Durante a abertura oficial do 5º Congresso do PT, que ocorreu em Salvador (BA), na semana passada, o ex-presidente Lula atacou as mentiras criadas pela mídia: "há 10 anos, jornalistas anunciam a morte do PT", mas rebateu: "nós estamos aqui para mostrar que o PT continua vivo e muito preparado para novos rumos.
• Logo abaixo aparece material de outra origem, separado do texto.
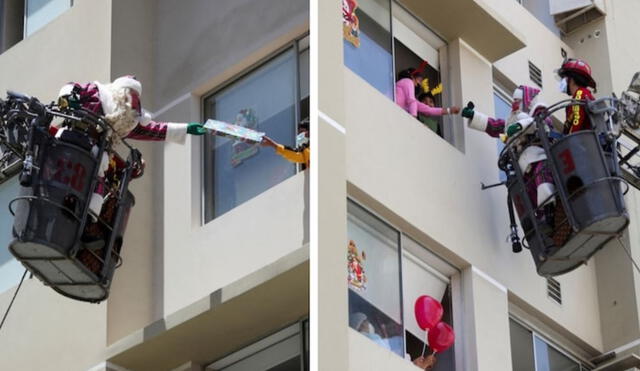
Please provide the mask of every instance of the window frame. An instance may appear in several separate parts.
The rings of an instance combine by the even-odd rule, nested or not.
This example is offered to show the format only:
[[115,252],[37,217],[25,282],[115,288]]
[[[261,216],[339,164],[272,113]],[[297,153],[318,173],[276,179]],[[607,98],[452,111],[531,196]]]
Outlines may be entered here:
[[[233,85],[237,84],[238,82],[242,81],[244,78],[248,77],[249,75],[251,75],[252,73],[258,71],[260,68],[267,66],[270,62],[274,61],[275,59],[277,59],[278,57],[284,55],[285,53],[287,53],[288,51],[292,51],[293,54],[295,55],[295,67],[294,67],[294,75],[295,75],[295,79],[296,79],[296,86],[295,86],[295,98],[296,98],[296,103],[295,103],[295,108],[294,108],[294,130],[293,130],[293,137],[295,138],[296,135],[298,134],[298,127],[300,125],[300,111],[301,111],[301,107],[300,107],[300,102],[301,102],[301,89],[300,89],[300,53],[309,49],[309,41],[305,41],[305,40],[309,40],[309,31],[300,34],[294,38],[292,38],[289,42],[285,43],[284,45],[274,49],[272,52],[270,52],[269,54],[267,54],[266,56],[260,58],[259,60],[257,60],[255,63],[252,63],[250,66],[242,69],[241,71],[239,71],[238,73],[234,74],[232,77],[226,79],[225,81],[223,81],[221,84],[217,85],[215,88],[209,90],[207,93],[203,94],[200,97],[199,100],[199,104],[200,104],[200,121],[204,122],[205,120],[207,120],[207,105],[206,102],[208,99],[216,96],[217,94],[221,93],[222,91],[224,91],[225,89],[228,89],[230,87],[232,87]],[[305,43],[306,46],[303,48],[300,48],[300,44],[301,43]],[[309,92],[309,95],[311,95],[311,92]],[[200,226],[205,226],[208,223],[213,222],[214,220],[216,220],[217,218],[219,218],[220,216],[224,215],[218,215],[218,216],[213,216],[210,220],[207,221],[207,169],[206,169],[206,163],[207,163],[207,148],[208,145],[210,144],[210,139],[208,139],[207,137],[205,137],[202,140],[202,148],[200,149],[200,173],[202,174],[202,180],[201,180],[201,184],[200,184]],[[215,162],[215,151],[212,154],[212,162]],[[292,164],[291,166],[294,167],[294,175],[300,173],[302,171],[302,166],[300,165],[294,165]],[[213,166],[212,164],[212,174],[215,174],[215,166]],[[211,188],[211,193],[213,194],[214,192],[214,185],[212,185]],[[268,188],[269,189],[269,188]],[[263,192],[267,191],[268,189],[265,189]],[[256,195],[257,197],[258,195]],[[250,200],[247,200],[250,201]],[[213,203],[215,204],[215,200],[213,200]],[[237,204],[235,205],[233,208],[229,209],[227,212],[235,209],[236,207],[240,206],[241,204]],[[212,204],[212,207],[213,206]]]
[[[461,324],[462,324],[462,318],[460,317],[460,311],[462,309],[462,283],[461,283],[461,275],[462,275],[462,271],[460,270],[460,268],[458,268],[457,266],[455,266],[454,264],[452,264],[451,262],[449,262],[447,259],[445,259],[444,257],[442,257],[440,254],[436,253],[435,251],[429,249],[427,246],[425,246],[425,244],[419,242],[419,239],[415,238],[411,233],[406,232],[404,229],[400,228],[398,225],[394,224],[393,222],[389,221],[388,218],[383,217],[382,215],[380,215],[379,213],[377,213],[375,210],[373,210],[370,207],[367,207],[365,203],[361,202],[358,200],[358,198],[348,195],[347,196],[347,203],[352,202],[354,205],[356,205],[357,207],[361,208],[363,211],[365,211],[366,213],[370,214],[371,216],[375,217],[376,219],[378,219],[380,222],[386,224],[387,226],[389,226],[390,228],[392,228],[395,232],[398,233],[398,264],[399,264],[399,275],[400,275],[400,280],[399,280],[399,287],[398,289],[400,290],[400,316],[401,316],[401,326],[402,326],[402,337],[403,337],[403,352],[404,354],[406,354],[407,351],[407,327],[405,326],[405,308],[404,308],[404,286],[403,286],[403,264],[402,264],[402,260],[404,258],[404,253],[407,252],[411,255],[413,255],[416,259],[418,259],[423,265],[428,266],[428,270],[430,274],[434,274],[436,273],[437,275],[440,275],[442,277],[446,277],[449,281],[449,287],[451,290],[451,326],[456,329],[458,328],[458,331],[461,330]],[[417,256],[416,254],[414,254],[410,249],[406,249],[404,247],[404,241],[406,239],[410,239],[413,241],[413,243],[415,243],[416,245],[418,245],[419,247],[421,247],[422,249],[424,249],[426,251],[427,254],[430,255],[429,260],[431,259],[436,259],[439,261],[439,263],[441,264],[445,264],[448,266],[448,268],[450,268],[452,271],[454,271],[455,273],[452,275],[447,275],[446,273],[444,273],[442,270],[438,269],[437,267],[434,266],[433,263],[430,263],[429,261],[425,261],[424,259],[422,259],[420,256]],[[347,284],[347,290],[352,290],[349,285]],[[357,292],[356,292],[357,294]],[[456,307],[458,309],[456,309]],[[348,309],[347,309],[348,310]],[[411,311],[411,309],[409,308],[409,310]],[[350,313],[348,313],[349,315]],[[351,328],[348,324],[347,327]],[[355,331],[355,330],[354,330]],[[461,335],[459,333],[456,333],[456,339],[460,339]],[[457,342],[457,340],[456,340]],[[458,369],[458,367],[462,367],[463,363],[462,360],[464,359],[464,355],[462,354],[462,349],[460,349],[461,347],[455,347],[454,346],[454,354],[453,354],[453,359],[455,360],[455,367],[456,370]],[[392,353],[396,354],[395,352],[393,352],[392,350],[390,350]]]
[[284,327],[281,327],[271,333],[268,333],[262,336],[255,341],[252,341],[245,346],[236,349],[216,361],[213,361],[204,366],[204,370],[224,370],[228,367],[233,366],[238,362],[242,362],[246,359],[249,359],[263,351],[268,350],[294,336],[299,336],[299,357],[300,357],[300,369],[304,371],[309,370],[309,359],[306,355],[305,346],[309,342],[309,318],[302,318],[294,323],[290,323]]
[[[590,371],[593,369],[594,365],[591,364],[589,360],[581,358],[575,355],[574,353],[570,352],[569,350],[566,350],[565,347],[561,346],[560,344],[558,344],[558,342],[553,340],[553,337],[541,331],[539,328],[531,325],[528,321],[518,317],[513,313],[509,313],[509,320],[514,321],[517,325],[520,325],[525,330],[531,332],[531,341],[532,341],[531,344],[533,345],[532,351],[533,351],[534,371],[538,371],[538,359],[536,357],[536,338],[544,342],[548,347],[551,347],[558,353],[567,357],[569,360],[577,363],[580,366],[580,371]],[[509,344],[509,346],[511,347],[511,344]]]
[[[451,96],[451,78],[449,71],[449,43],[447,39],[444,38],[439,32],[431,28],[427,25],[422,19],[413,14],[409,9],[402,4],[399,0],[387,0],[389,2],[389,36],[391,42],[391,73],[393,76],[393,86],[391,87],[393,103],[396,101],[396,90],[395,90],[395,82],[397,77],[397,68],[396,68],[396,47],[395,42],[398,40],[402,42],[402,40],[396,38],[396,32],[394,28],[394,23],[402,22],[402,18],[398,18],[396,15],[399,12],[405,13],[404,16],[409,16],[413,21],[416,22],[420,27],[423,27],[428,33],[432,34],[433,37],[438,38],[442,42],[442,46],[436,48],[428,40],[425,40],[420,35],[417,35],[424,43],[431,46],[438,53],[438,64],[439,64],[439,74],[440,74],[440,82],[443,86],[442,92],[442,107],[451,106],[452,96]],[[406,25],[405,25],[406,26]],[[410,29],[410,27],[407,26]],[[407,47],[408,48],[408,47]],[[409,50],[411,50],[409,48]],[[346,64],[345,67],[349,68]],[[357,74],[356,71],[353,71]],[[378,90],[375,86],[373,86],[370,82],[367,81],[369,85],[371,85],[375,90]],[[459,145],[459,139],[456,136],[456,129],[454,127],[454,119],[451,115],[443,115],[442,116],[442,131],[440,136],[444,141],[449,143],[455,148],[461,149],[462,144]]]

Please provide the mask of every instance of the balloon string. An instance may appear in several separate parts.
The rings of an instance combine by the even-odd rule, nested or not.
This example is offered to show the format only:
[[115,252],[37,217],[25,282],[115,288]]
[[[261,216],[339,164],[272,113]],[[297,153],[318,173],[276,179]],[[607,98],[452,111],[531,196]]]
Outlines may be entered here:
[[424,332],[424,346],[422,347],[422,355],[420,357],[424,357],[424,352],[427,350],[427,334],[429,330]]

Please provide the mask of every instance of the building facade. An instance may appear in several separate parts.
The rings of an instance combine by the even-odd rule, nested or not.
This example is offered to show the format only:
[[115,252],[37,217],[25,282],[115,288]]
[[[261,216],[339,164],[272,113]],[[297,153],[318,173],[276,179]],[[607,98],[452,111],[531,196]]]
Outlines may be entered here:
[[[69,81],[132,74],[157,121],[243,120],[288,145],[309,115],[307,1],[5,0],[0,16],[3,92],[50,102]],[[147,167],[110,297],[74,301],[27,276],[0,369],[308,368],[308,172],[223,139],[134,145]],[[0,258],[4,310],[23,268]]]
[[[528,250],[514,254],[507,241],[505,187],[481,189],[503,178],[501,143],[460,116],[422,124],[394,103],[394,84],[426,60],[430,89],[442,83],[438,104],[473,101],[506,118],[518,85],[542,89],[547,103],[566,99],[554,70],[567,55],[591,64],[598,97],[619,95],[640,69],[640,4],[360,0],[354,42],[336,2],[318,5],[320,369],[415,370],[420,294],[442,301],[456,334],[435,370],[638,367],[638,272],[621,245],[540,277]],[[622,241],[634,259],[639,195],[625,196]],[[346,241],[366,253],[364,289],[344,284]]]

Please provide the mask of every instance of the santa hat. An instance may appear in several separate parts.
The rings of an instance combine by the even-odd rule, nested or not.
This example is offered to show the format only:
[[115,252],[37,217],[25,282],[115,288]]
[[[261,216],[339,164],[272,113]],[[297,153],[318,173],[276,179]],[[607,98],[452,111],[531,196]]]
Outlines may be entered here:
[[118,77],[110,84],[102,84],[95,82],[98,90],[100,91],[100,103],[102,103],[102,110],[105,115],[110,115],[115,112],[117,103],[113,98],[113,93],[123,88],[129,88],[138,93],[138,96],[142,96],[142,84],[136,80],[133,75],[127,75]]

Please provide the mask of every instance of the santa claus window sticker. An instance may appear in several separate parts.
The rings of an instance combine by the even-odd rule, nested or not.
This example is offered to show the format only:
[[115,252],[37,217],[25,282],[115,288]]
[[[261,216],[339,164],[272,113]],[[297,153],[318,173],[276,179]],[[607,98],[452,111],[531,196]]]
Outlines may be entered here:
[[350,240],[347,247],[347,280],[353,289],[365,290],[367,288],[367,276],[364,272],[366,258],[364,251],[358,251],[355,241]]
[[360,46],[360,21],[356,15],[357,0],[342,0],[342,34],[356,48]]

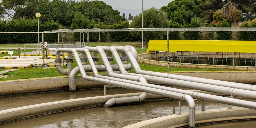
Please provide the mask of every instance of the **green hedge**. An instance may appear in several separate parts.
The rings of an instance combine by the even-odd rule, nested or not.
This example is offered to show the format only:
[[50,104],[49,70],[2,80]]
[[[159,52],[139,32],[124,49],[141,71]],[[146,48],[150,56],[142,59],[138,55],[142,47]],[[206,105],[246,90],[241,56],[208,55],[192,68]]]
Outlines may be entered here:
[[[53,21],[40,24],[39,31],[52,31],[59,28],[60,24]],[[0,21],[0,31],[6,32],[37,32],[37,19],[21,18],[19,20]],[[0,44],[36,43],[38,42],[37,34],[0,34]],[[40,38],[42,36],[40,35]],[[44,41],[57,41],[57,34],[44,34]]]

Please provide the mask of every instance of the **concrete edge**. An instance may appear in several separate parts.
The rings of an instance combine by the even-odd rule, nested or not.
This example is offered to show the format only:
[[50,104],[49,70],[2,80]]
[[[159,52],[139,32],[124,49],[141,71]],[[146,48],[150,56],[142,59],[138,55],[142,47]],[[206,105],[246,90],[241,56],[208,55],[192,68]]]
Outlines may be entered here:
[[[196,123],[200,125],[213,122],[256,118],[256,110],[243,108],[196,112]],[[188,113],[173,114],[137,123],[123,128],[176,128],[188,125]]]

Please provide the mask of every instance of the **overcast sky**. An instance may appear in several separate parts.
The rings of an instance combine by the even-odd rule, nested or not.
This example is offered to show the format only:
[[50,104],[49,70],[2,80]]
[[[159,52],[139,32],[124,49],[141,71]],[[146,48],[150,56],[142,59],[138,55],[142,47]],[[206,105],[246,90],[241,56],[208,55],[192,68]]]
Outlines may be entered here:
[[[125,16],[129,16],[129,13],[132,15],[139,15],[142,11],[142,0],[100,0],[107,4],[111,5],[115,10],[120,12],[122,15],[123,13]],[[143,1],[144,10],[155,7],[160,9],[161,7],[166,6],[173,0],[144,0]],[[79,0],[77,1],[80,1]]]
[[[50,0],[52,1],[52,0]],[[91,0],[90,1],[94,0]],[[129,13],[132,15],[139,15],[141,12],[142,0],[99,0],[103,1],[107,4],[111,5],[113,8],[120,12],[121,15],[123,13],[125,16],[129,15]],[[166,6],[170,2],[173,0],[144,0],[143,8],[144,10],[155,7],[160,9],[162,6]],[[75,0],[76,1],[81,0]],[[0,0],[2,2],[2,0]]]

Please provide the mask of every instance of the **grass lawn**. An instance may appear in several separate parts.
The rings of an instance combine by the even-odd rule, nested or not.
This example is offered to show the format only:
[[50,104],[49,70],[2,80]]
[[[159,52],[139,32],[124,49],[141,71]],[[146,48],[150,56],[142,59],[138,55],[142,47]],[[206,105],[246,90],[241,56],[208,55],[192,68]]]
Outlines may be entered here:
[[[1,44],[0,45],[0,47],[20,47],[21,44]],[[90,46],[95,46],[99,45],[99,42],[90,43]],[[141,42],[101,42],[100,46],[110,46],[111,45],[116,46],[125,46],[126,45],[130,45],[134,47],[137,51],[138,53],[145,53],[147,48],[144,48],[143,49],[141,48]],[[139,46],[139,48],[138,48]],[[145,46],[145,47],[146,47]],[[27,50],[26,50],[26,51]],[[0,51],[8,51],[6,50],[1,49]],[[13,56],[18,55],[18,50],[13,50],[14,51],[14,54]],[[4,56],[8,56],[8,54],[0,54],[0,57]],[[99,57],[99,64],[103,64],[102,61],[100,56],[98,54],[98,57]],[[87,64],[88,64],[87,62]],[[113,64],[116,64],[114,59]],[[156,72],[165,72],[167,71],[168,68],[167,66],[160,66],[156,65],[150,65],[142,64],[139,64],[141,69],[143,70],[156,71]],[[75,60],[74,60],[73,64],[73,68],[74,68],[77,66],[77,64]],[[66,67],[65,66],[63,66],[62,68],[65,69]],[[200,69],[200,68],[186,68],[175,67],[170,67],[171,71],[219,71],[219,70],[228,70],[229,69]],[[5,69],[0,69],[0,71],[5,70]],[[134,72],[133,69],[131,70],[130,72]],[[104,72],[100,72],[100,74],[104,74]],[[45,67],[33,67],[29,68],[19,69],[14,71],[10,71],[5,73],[0,74],[0,76],[4,76],[4,77],[0,78],[0,81],[17,80],[20,79],[28,79],[31,78],[36,78],[40,77],[48,77],[58,76],[65,76],[60,74],[54,68],[45,68]]]

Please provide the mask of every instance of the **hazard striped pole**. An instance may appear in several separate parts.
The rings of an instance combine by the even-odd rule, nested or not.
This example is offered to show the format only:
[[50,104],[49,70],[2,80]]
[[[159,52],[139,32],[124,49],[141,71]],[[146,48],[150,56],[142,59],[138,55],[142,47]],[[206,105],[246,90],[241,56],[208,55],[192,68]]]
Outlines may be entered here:
[[60,48],[60,33],[58,33],[58,48]]
[[169,29],[167,28],[167,56],[168,63],[168,71],[170,71],[170,56],[169,56]]
[[[88,29],[88,28],[87,28]],[[90,46],[89,45],[89,32],[87,32],[87,46]]]
[[99,42],[100,42],[100,44],[99,46],[100,46],[100,31],[99,32]]
[[[63,38],[64,35],[63,35],[63,32],[62,32],[62,48],[64,48],[64,44],[63,44]],[[63,65],[64,65],[64,52],[62,53],[62,58],[63,59],[63,60],[62,60],[62,62],[63,62]]]

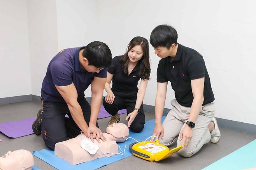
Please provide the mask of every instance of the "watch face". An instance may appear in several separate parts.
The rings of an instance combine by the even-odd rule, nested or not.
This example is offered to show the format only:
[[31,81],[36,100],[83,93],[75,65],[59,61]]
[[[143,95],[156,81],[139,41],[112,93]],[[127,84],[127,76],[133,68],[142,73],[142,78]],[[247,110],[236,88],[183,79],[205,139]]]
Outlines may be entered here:
[[190,122],[190,123],[189,124],[190,124],[189,126],[191,127],[192,128],[194,128],[196,126],[196,124],[192,122]]

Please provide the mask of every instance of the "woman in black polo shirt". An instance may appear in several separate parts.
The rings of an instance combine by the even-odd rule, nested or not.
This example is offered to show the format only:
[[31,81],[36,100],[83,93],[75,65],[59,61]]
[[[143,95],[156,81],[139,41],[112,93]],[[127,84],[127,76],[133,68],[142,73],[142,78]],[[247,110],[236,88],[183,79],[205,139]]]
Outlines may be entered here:
[[107,95],[103,106],[112,115],[109,125],[119,122],[117,112],[126,109],[128,127],[136,132],[143,129],[145,114],[142,104],[151,72],[148,42],[144,38],[136,36],[129,43],[126,53],[114,57],[112,66],[108,68],[105,87]]

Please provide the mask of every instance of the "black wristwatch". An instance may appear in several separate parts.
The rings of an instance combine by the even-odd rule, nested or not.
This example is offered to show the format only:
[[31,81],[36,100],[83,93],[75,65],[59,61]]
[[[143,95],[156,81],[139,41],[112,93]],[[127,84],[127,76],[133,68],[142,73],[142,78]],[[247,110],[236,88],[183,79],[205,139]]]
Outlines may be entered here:
[[186,124],[191,128],[194,128],[196,126],[196,124],[195,123],[191,121],[187,121]]
[[139,113],[139,108],[135,108],[134,109],[133,109],[133,110],[137,110],[137,113]]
Lula disse que o PT está "machucado sim, mas vivo. De cabeça erguida. Na perspectiva de construir um país muito melhor."

Sobre a mídia que tanto cria e otimiza crises e diversas mentiras contra o PT, de forma tão exagerada que os brasileiros já não acreditam nas publicações mentirosas, Lula lembrou que a mídia é o setor da economia que mais dispensa trabalhadores e citou o número de demissões na Folha, no Estadão, na Band e na Editora Abril.

"Essa editora que publica a revista mais sórdida deste país teve que entregar parte do seu prédio e vender mais de 20 títulos. Parece que as pessoas não querem ler as mentiras que eles publicam. Essas empresas não são capazes de administrar suas próprias crises", disse o ex-presidente que é alvo constante das mentiras criadas pelas revistas.

"Neste mês de junho, completam-se 10 anos que a imprensa começou a decretar a morte do PT. No dia 19 de junho de 2005, uma revista que era considerada muito importante naquele tempo publicou na capa um desenho do meu rosto se esfarelando, depois fez uma capa com uma estrela do PT se partindo em pedaços. O que aconteceu foi que um ano depois nós vencemos nas urnas e eu fui eleito para o segundo mandato como presidente da República", lembrou Lula.

Lula ainda falou sobre as artimanhas frustadas das revistas contra o PT: "Em 2007, um jornalista escreveu um artigo chamado "O Futuro do PT" dizendo que o partido estava mortalmente ferido pelo mensalão. O que aconteceu foi que em 2010 elegemos Dilma presidente e o PT fez as maiores bancadas do Congresso. Em 2013, voltaram a escrever que o PT tinha acabado. Em maio de 2014, um blogueiro falastrão escreveu que o PT começou a morrer. O que aconteceu é que cinco meses depois nós vencemos nas urnas mais uma vez, com Dilma presidente e cinco governadores de Estado."

"Nossos adversários não se conformam com a quarta derrota, tanto que demoraram alguns meses para entender que perderam", completou.